A car of surfers arrive and they are standing next to their car and getting their surf boards. It is not long before they are out with us and they start talking to us in Japanese. I do not speak Japanese. Natalia does. She says that they do not want us here. I could tell that they were not happy. Anyway, we just sort of stay out of their way and catch waves that they could not.
Then it dawned on us, as we get a closer look at them, they are tattooed. They are Yakuza. The Japanese Mafia. Oh! That is what, ‘Locals not friendly means!’

So those days we just kind of hang around the surf spot and surf waves they could not. Another car or two arrives and they come out surfing. They are also Yakuza. They tell us to leave but we ignore them and act like we do not understand Japanese which is my case was true.

So here was an interesting situation. This was a Yakuza only Surfing spot and here were two gaijin surfers. One, a guy in his 50’s and the other a girl. These gaijin did not seem to know Japanese.
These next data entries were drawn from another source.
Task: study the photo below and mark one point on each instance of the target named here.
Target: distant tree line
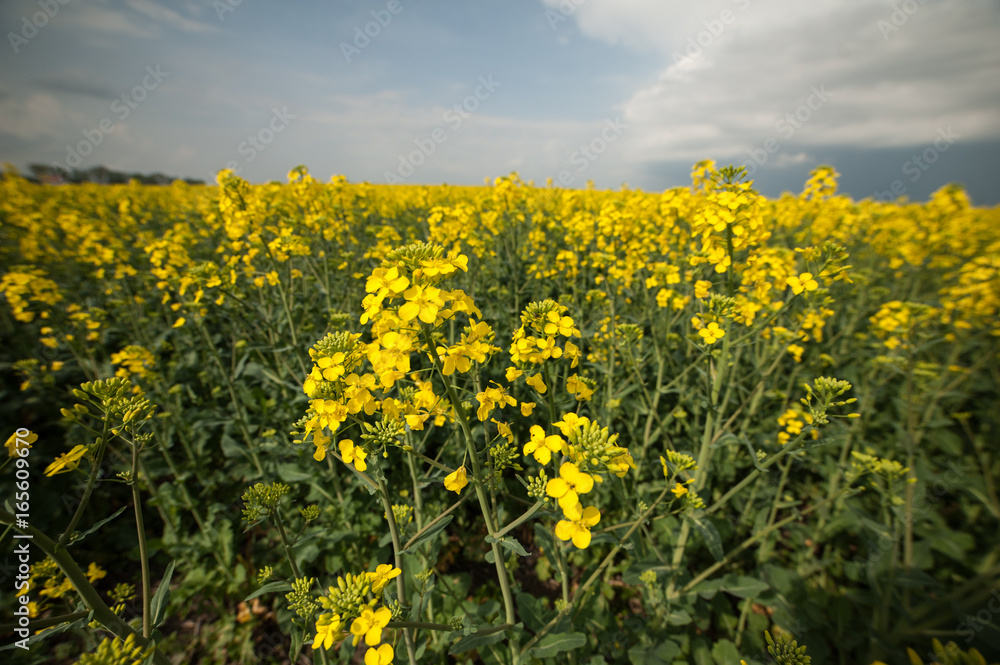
(51, 175)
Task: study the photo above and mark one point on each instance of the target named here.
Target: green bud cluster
(262, 500)
(412, 255)
(786, 651)
(350, 595)
(505, 456)
(300, 598)
(383, 433)
(825, 390)
(536, 486)
(115, 651)
(595, 447)
(536, 314)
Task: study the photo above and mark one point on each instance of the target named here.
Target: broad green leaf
(427, 535)
(475, 640)
(724, 652)
(709, 535)
(158, 605)
(550, 645)
(742, 586)
(97, 526)
(277, 587)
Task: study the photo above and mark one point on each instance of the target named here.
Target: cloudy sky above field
(900, 96)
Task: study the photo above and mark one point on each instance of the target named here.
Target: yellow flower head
(370, 624)
(569, 485)
(576, 526)
(382, 575)
(541, 447)
(352, 454)
(383, 655)
(13, 446)
(66, 461)
(456, 480)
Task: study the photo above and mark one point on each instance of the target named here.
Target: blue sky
(901, 97)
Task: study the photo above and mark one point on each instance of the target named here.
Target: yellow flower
(353, 454)
(421, 302)
(321, 441)
(456, 480)
(370, 624)
(380, 578)
(569, 485)
(385, 282)
(327, 630)
(803, 282)
(712, 333)
(576, 386)
(557, 325)
(577, 525)
(380, 656)
(537, 383)
(541, 446)
(12, 443)
(94, 572)
(66, 461)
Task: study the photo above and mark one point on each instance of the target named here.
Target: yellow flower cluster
(354, 603)
(588, 451)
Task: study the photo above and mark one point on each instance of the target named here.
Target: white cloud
(169, 17)
(733, 69)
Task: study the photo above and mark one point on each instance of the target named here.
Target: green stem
(477, 479)
(288, 548)
(398, 561)
(78, 579)
(91, 481)
(147, 615)
(593, 577)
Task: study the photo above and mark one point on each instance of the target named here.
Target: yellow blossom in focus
(456, 480)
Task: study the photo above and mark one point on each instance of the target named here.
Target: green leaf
(724, 652)
(475, 640)
(279, 586)
(97, 526)
(510, 543)
(550, 645)
(427, 535)
(709, 535)
(531, 611)
(662, 654)
(158, 605)
(679, 618)
(742, 586)
(52, 632)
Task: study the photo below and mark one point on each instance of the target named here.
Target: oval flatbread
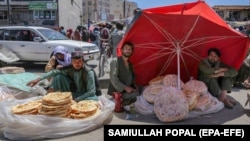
(195, 86)
(151, 91)
(85, 106)
(57, 97)
(27, 107)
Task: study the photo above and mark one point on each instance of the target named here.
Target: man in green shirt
(77, 78)
(122, 77)
(217, 76)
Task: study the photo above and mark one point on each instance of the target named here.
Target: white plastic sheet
(33, 127)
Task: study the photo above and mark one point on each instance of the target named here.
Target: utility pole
(124, 9)
(8, 13)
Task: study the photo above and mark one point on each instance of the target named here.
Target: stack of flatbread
(193, 89)
(171, 80)
(84, 109)
(171, 105)
(156, 80)
(11, 70)
(59, 104)
(151, 91)
(56, 104)
(31, 107)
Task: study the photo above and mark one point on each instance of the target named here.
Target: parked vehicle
(34, 43)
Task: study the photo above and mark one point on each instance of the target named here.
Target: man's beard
(126, 55)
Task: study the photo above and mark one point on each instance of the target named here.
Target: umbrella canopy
(173, 40)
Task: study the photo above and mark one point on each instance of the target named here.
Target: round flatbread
(27, 107)
(85, 106)
(172, 81)
(171, 105)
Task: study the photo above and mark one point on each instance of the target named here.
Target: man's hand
(221, 70)
(129, 89)
(33, 82)
(217, 75)
(59, 66)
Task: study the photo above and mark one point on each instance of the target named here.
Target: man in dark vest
(77, 78)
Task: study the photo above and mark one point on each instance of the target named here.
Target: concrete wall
(69, 13)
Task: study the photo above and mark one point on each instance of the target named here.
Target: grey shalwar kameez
(120, 77)
(215, 85)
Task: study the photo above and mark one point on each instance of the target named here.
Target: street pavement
(239, 115)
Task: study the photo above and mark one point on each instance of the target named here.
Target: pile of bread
(173, 104)
(58, 104)
(11, 70)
This swell lasted for a week and we went there and surfed like this with them telling us to leave in Japanese and us ignoring them and basically staying out of their way.

This whole summer was like this. 7 or 8 Yakuza surfers and two gaijins. They always told us to leave. We ignored them and stayed out of their way.

We occasionally would go to another surfing spot and again the situation was hopeless. Hundreds of surfers at every spot. What were we thinking? We would go back to Wakimisaki and surf some waves with the 5 to 8 Yakuza, get yelled at but at least have some waves. Far more waves than at any other place in Japan.

Every once and awhile another surfer or a couple of surfers would arrive and they would be told by the Yakuza to leave and they would. I asked Natalia what the Yakuza had told them. She said that it was interesting. The Yakuza would just tell them, ‘Excuse me, but you can not surf here. You must leave.’ The other surfers would look at them, occasionally one might say, ‘Please!’ and the Yakuza would say, ‘You should leave.’

The next summer was the same. The Yakuza would tell us to leave. We acted like we did not understand and kept out of their way and caught a few waves.

Then something happened that I would not have believed. It was summer and the schools were out. It was a stormy day and the waves were more suitable to body surf or surfing with a boogie board as the wind was on shore. The waves were about 4 to 6 feet. Natalia and I had fins and were sharing; taking turns with a boogie board. College students were there at Wakimisaki and they were wading and swimming. Suddenly a person from the beach was calling out to us, ‘Excuse me! Excuse me! Can you help my friend?’ Natalia and I looked over in the direction of which he was pointing and about 100 feet from us was a Japanese young guy. His head was bobbing just at waters level. We took off to him. He was just conscious. We got him on the boogie board and put the arm leash on his wrist. We let him recover a little and then Natalia told him that we were going to take him in through the breakers to the beach. He nodded that he understood. We got him in and his friends came to us and helped him up on the beach. He could not but barely stand. We guessed that he had been caught in the current running along the beach and got swept off of his feet. It happens all the time to unsuspecting people who are not familiar with the ocean.

Anyway, Natalia and I go sit on the beach and watch the guy recover.

But here is the thing that surprised me. Suddenly out of no where a couple of the Yakuza guys who had obviously seen this come over to us. They say, according to Natalia, that what we have done is something very honorable.

From that day forward, Robert and Natalia were surfing buddies with the Yakuza. They greeted us each time they saw us as we greeted them. We surfed with them. They just included us as part of them. In the mean time, other surfers would occasionally show up at Wakimisaki only to be told by the Yakuza, ‘You can not surf here. You should leave.’